La globalización padece hoy trastornos profundos. Y el fundamentalismo de mercado, emergido de la Escuela de Chicago, que orientó política e ideológicamente el desarrollo del capitalismo globalizado, está en problemas. Es archiconocido que su desenvolvimiento amplió significativamente las oportunidades de negocios de las empresas transnacionales a nivel mundial –en particular pero no exclusivamente norteamericanas—, tanto en el plano productivo (que incluyó el cierre de empresas que se relocalizaron en terceros países) como en el financiero y en el comercial. Este proceso, sin embargo, con el correr del tiempo ha encontrado límites y enfrenta serias dificultades.
El dinamismo inicial de la globalización ha desaparecido. La interdependencia compleja pero amistosa, constructora de consensos y relaciones convivenciales inéditas hasta entonces entre Estados, empresas y las sociedades que quedaban concernidas, se encuentra hoy interrumpida, por decir lo menos. Y el desencuentro campea.

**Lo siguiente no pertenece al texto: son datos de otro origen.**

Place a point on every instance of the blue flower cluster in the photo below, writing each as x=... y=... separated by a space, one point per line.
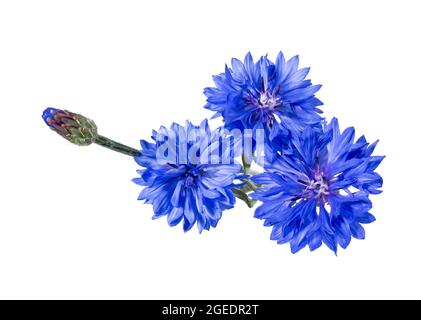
x=316 y=179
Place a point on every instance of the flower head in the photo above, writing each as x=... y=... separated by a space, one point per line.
x=72 y=126
x=264 y=94
x=181 y=179
x=320 y=191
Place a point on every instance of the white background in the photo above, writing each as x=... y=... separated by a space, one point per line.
x=70 y=224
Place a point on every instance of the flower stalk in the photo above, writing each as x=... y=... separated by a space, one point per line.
x=81 y=131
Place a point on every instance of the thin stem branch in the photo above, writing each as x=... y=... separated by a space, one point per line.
x=116 y=146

Esto se muestra claramente en los conflictos comerciales y tecnológicos que enfrentan a Estados Unidos con China, las dos economías más importantes del planeta. La guerra arancelaria en curso entre uno y otro país es un reflejo de ello. Lo mismo que el enfrentamiento entablado en el campo de la tecnología informática G5. Ambas disputas, no está de más aclararlo, fueron iniciadas por los Estados Unidos. Las turbulencias entre ambos países se expresan, asimismo, en una sintomática paradoja, difícil de calificar. Como consecuencia de aquel impulso globalizador inicial se fueron radicando en China, entre otras, las siguientes empresas estadounidenses: Amazon, Apple, Coca Cola, General Motors, Gillette, Intel, KFC, Microsoft, Nike, Starbucks, Walmart y Walt Disney Co. En la actualidad, varias de ellas están en problemas y consideran la posibilidad de retirarse parcial o totalmente de aquel país.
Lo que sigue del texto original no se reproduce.